WHERE TO FIND THEM
The Sperm whale (Physeter macrocephallus) is the deep-sea leviathan made famous by Herman Melville’s Moby Dick.
It can be found in most seas except the high Arctic and winter is spent in temperate and tropical waters. Some populations are resident year-round as fundamentally they are not a migratory species.
Feeding areas include the deeper waters around the Aleutian Islands off New Zealand, Peru and Chile in the South Pacific, Newfoundland Grand Banks and the continental slope west of the British Isles, north towards Iceland in the North Atlantic, east coast of South America from Argentina to the Falkland Islands and around Tristan da Cunha in the South Atlantic.
Mating and calving areas include waters off Papua New Guinea and around Hawaii in the North Pacific, deep waters off East Australia, Galapagos and Ecuador in the South Pacific, around the Bahamas, the Azores and Madeira in the North Atlantic, off Brazil, Angola and Southwest Africa in the South Atlantic, off Western Australia, around Madagascar, and west and north of Seychelles to the coasts of India, Sri Lanka and the Arabian peninsula in the Indian Ocean.
WHAT TO LOOK FOR
Also known as the great sperm whale and Cachalot, sperm whales have a single blowhole on the left side near the front of their huge square head, which comprises nearly one third of the animal’s overall length. Inside this giant head is the largest brain of any known creature on earth.
When they breathe out at the surface, their blow sprays forward to the left. They can often be seen breaching and lob tailing – extending their flukes in the air just prior to submersion – but dive for long periods at a time, sometimes up to 2 hours and 3.3km deep, to search for squid their staple food.
They have a low hump instead of a dorsal fin and are covered in dark wrinkled skin. They are the largest of the toothed whales, reaching a length of 18.5 metres in males and 12.5 metres in females. Adults can weigh anything between 20 and 50 tonnes.

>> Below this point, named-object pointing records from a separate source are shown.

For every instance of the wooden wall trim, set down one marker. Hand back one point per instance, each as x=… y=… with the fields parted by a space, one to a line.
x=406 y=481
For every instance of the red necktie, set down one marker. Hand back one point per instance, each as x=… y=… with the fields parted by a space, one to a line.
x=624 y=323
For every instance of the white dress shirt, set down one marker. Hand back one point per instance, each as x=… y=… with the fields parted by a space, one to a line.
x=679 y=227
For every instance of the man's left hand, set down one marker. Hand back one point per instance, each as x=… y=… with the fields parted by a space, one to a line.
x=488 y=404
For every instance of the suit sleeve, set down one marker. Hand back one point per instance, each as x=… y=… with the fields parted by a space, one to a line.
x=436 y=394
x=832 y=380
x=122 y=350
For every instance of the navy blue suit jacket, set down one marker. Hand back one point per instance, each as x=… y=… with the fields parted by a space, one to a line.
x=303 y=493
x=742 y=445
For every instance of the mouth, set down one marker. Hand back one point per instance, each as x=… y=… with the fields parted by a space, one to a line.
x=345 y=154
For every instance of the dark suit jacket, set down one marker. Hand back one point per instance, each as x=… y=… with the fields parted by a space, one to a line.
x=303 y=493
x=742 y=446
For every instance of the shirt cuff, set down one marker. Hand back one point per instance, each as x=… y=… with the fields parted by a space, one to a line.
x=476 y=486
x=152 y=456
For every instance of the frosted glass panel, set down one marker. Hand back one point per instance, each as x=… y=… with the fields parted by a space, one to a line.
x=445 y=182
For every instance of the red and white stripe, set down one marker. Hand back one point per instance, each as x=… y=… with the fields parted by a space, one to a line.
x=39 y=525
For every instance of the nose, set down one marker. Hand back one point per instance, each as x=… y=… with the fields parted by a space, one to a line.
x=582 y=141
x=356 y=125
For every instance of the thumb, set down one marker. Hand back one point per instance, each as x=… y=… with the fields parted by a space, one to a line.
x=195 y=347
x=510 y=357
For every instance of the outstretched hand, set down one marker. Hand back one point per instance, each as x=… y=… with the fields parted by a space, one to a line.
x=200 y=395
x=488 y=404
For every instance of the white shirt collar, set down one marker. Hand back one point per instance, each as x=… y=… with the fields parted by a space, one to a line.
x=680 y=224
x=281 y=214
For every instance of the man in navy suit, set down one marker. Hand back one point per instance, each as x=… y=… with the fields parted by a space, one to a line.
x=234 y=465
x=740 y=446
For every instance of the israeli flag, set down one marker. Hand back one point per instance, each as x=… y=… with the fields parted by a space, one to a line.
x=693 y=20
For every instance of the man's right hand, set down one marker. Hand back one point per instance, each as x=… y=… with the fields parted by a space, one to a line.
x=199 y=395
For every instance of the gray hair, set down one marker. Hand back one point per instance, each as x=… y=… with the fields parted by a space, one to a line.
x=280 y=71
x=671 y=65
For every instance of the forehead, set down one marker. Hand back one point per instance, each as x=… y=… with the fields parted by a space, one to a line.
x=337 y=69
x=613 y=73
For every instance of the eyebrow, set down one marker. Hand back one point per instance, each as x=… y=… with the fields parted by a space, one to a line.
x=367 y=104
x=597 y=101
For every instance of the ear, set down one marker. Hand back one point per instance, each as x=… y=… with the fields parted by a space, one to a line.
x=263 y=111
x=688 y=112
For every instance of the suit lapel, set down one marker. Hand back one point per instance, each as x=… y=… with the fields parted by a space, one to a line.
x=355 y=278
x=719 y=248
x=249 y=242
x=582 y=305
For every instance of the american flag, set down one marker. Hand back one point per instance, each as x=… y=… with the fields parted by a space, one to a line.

They spend most of their lives separated into group either adult females with male and female young or males between 7 and 27 years of age. Older males tend to live on their own or in very small groups and join females in the breeding season.
The IUCN Red List of Threatened Animals is a guide produced every two years by the International Union for Conservation of Nature and Natural Resources. The main purpose of the list is to catalogue the species that are regarded as threatened at global level – overall extinction.
While the next list is not available until the end of March 2002, the organisation told deeperblue that figures for whales remain unchanged since 2000.
It is not known exactly how many Sperm whales are alive today. They were over-hunted for many years primarily for their meat and oil, but anti-whaling laws have allowed a recovery in numbers and the 2000 Red List classifies the species as vulnerable, meaning it is not critically endangered but facing a high risk of extinction in the wild in the medium-term future.